La centième aube de la guerre. Comment Kyiv a rencontré l'attaque de la Russie et à quoi ça ressemble maintenant

La centième aube de la guerre. Comment Kyiv a rencontré l'attaque de la Russie et à quoi ça ressemble maintenant

03.06.2022 0 Par admin
  • James Waterhouse
  • BBC News, Kyiv

Enfants sautant et jouant autour d'un mur de sacs de sable

Photo par Getty Images

Les Kieviens ne croyaient pas qu’il y aurait une guerre, il n’y avait aucun sentiment que 150 000 soldats russes franchiraient la frontière ukrainienne.
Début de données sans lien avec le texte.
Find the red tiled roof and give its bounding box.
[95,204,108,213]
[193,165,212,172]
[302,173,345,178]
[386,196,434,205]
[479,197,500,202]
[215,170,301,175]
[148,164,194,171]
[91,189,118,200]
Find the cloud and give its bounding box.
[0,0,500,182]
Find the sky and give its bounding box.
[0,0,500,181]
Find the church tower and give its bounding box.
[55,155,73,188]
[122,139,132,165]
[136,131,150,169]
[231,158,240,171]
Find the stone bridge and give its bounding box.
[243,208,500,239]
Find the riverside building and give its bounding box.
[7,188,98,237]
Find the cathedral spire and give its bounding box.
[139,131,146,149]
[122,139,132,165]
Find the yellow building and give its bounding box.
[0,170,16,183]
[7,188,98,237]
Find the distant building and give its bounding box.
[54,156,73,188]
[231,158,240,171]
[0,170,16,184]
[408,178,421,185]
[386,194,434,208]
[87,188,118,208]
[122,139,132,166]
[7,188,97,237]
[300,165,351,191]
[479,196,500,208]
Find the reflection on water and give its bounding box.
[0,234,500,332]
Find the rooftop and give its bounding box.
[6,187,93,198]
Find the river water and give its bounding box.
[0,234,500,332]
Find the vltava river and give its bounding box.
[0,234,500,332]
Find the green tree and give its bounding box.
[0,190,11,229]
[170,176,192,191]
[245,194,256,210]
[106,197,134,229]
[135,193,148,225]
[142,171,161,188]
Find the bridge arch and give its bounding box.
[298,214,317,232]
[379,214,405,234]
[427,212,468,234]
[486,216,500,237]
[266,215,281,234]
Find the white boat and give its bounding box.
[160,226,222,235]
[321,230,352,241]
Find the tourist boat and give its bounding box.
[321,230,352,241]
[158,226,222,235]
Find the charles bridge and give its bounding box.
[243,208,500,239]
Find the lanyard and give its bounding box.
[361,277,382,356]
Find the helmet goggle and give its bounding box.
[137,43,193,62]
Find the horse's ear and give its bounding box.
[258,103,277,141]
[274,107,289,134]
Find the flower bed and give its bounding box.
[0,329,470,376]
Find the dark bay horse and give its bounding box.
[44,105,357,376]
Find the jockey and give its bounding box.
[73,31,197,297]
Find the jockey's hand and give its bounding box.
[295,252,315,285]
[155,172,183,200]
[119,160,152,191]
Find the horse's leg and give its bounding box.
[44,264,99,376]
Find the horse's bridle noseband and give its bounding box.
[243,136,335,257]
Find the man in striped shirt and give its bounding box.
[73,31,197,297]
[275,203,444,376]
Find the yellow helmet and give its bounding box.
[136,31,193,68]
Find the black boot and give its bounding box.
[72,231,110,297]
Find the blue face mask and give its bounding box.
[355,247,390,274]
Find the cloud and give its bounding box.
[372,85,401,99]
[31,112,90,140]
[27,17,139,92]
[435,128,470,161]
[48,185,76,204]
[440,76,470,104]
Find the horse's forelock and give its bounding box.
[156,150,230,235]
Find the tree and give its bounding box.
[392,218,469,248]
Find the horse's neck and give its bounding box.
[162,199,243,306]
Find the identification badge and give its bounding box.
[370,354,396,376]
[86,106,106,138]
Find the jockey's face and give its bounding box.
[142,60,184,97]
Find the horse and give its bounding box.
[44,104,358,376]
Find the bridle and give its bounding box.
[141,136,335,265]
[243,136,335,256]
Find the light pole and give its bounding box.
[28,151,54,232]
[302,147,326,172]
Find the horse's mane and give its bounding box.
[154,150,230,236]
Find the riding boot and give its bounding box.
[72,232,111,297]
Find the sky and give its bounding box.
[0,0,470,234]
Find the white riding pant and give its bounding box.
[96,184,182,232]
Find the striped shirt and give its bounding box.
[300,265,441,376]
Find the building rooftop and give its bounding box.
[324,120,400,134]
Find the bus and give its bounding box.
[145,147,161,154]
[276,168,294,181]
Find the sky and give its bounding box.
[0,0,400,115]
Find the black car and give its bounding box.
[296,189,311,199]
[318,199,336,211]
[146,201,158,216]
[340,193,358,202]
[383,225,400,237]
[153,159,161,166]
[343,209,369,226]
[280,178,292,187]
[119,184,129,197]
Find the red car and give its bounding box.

Arrivé dans la capitale ukrainienne en janvier, j’ai décidé d’aller au supermarché à côté de mon appartement. Il y avait plein de produits : viande, légumes, bière.

« C’est du bluff, nous sommes déjà en guerre », disaient les gens quand je leur demandais s’ils s’inquiétaient de ce qui semblait impensable à l’époque.

En cinq semaines, tout a changé. Certains en Occident ont donné à Kyiv 72 heures.

100 jours se sont écoulés. Pendant ce temps, la ville est passée de la vie normale à l’obscurité totale, et entre maintenant dans une sorte d’accalmie incertaine.

La vie d’avant-guerre est encore loin, mais la ville n’abandonne pas.

Le 24 février à 16 h 50, j’ai reçu un appel.

« Vous feriez mieux de vous mettre ensemble, » entendis-je dans le téléphone.

Je suis monté sur le toit de la maison.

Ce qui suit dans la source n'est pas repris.